After watching an earlier project disappear into the algorithmic swamps of streaming services, Micah Lopez refused to release another note until he found a name that actually fit. Hollow Star did—and suddenly everything else snapped into place. The debut EP, Listen, out Friday, January 9th via two15 Records, doesn’t politely request your attention; it seizes it. Channeling the nervy intensity of early Cure, the architectural guitars of The Smiths, and the haunted clarity of someone who has learned that silence can be louder than noise, these five tracks pulse with purpose. Recorded on the floor of a one-room Los Angeles apartment, with only a small white poodle as witness, Listen buzzes with the tension between control and collapse.

At the emotional center of the EP sits “Wisdom,” a song Micah couldn’t sing for years without crying. Its refrain—“Don’t you ever speak my name / I waited long enough for you”—repeats until it feels less like a lyric and more like a spell, guitars layering like scar tissue over an injury that never quite healed. It’s the sound of grief refusing to stay quiet, of heartbreak metabolized into clarity, of finally drawing a line in the dust and refusing to step back over it. If Listen is about longing and release, “Wisdom” is where those two forces meet, struggle, and ultimately make peace.
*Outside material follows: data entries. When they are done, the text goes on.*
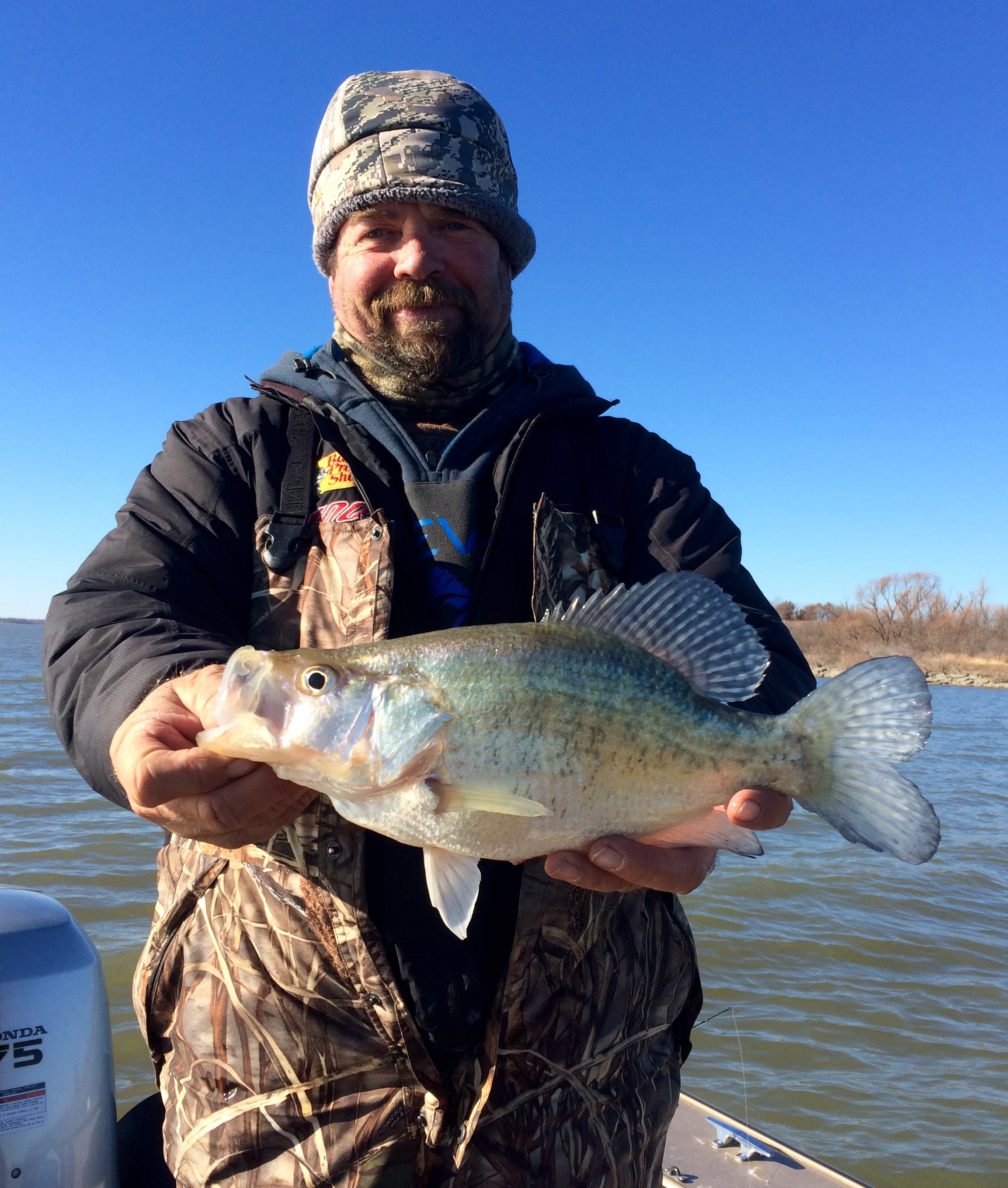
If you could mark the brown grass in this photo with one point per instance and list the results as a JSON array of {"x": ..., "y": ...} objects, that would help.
[{"x": 959, "y": 640}]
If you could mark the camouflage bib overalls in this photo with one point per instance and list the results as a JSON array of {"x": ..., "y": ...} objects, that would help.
[{"x": 284, "y": 1051}]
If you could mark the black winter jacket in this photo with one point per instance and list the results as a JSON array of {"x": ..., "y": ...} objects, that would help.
[{"x": 168, "y": 591}]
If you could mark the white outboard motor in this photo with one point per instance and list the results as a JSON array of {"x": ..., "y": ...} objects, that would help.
[{"x": 57, "y": 1093}]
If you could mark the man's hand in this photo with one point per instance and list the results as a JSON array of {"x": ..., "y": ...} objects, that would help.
[
  {"x": 620, "y": 864},
  {"x": 188, "y": 791}
]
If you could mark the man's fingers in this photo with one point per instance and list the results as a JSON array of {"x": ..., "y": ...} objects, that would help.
[
  {"x": 759, "y": 808},
  {"x": 569, "y": 867},
  {"x": 619, "y": 864},
  {"x": 158, "y": 775},
  {"x": 250, "y": 809}
]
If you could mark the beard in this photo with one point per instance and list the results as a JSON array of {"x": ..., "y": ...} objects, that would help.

Throughout the EP, Hollow Star proves that devotion to craft doesn’t dull emotion—it sharpens it. You can hear the years of reverse-engineering greats like The Police and New Order in the precision, but what makes Listen feel alive is its pulse: rattled, yearning, unafraid. Lopez may jokingly compare himself to Johnny Marr and Robert Smith not out of arrogance but out of urgency—life is short, so why aim small? With Listen, Hollow Star doesn’t just arrive; it stands tall next to its influences without flinching. Five tracks of incandescent intensity. A promise of much more to come.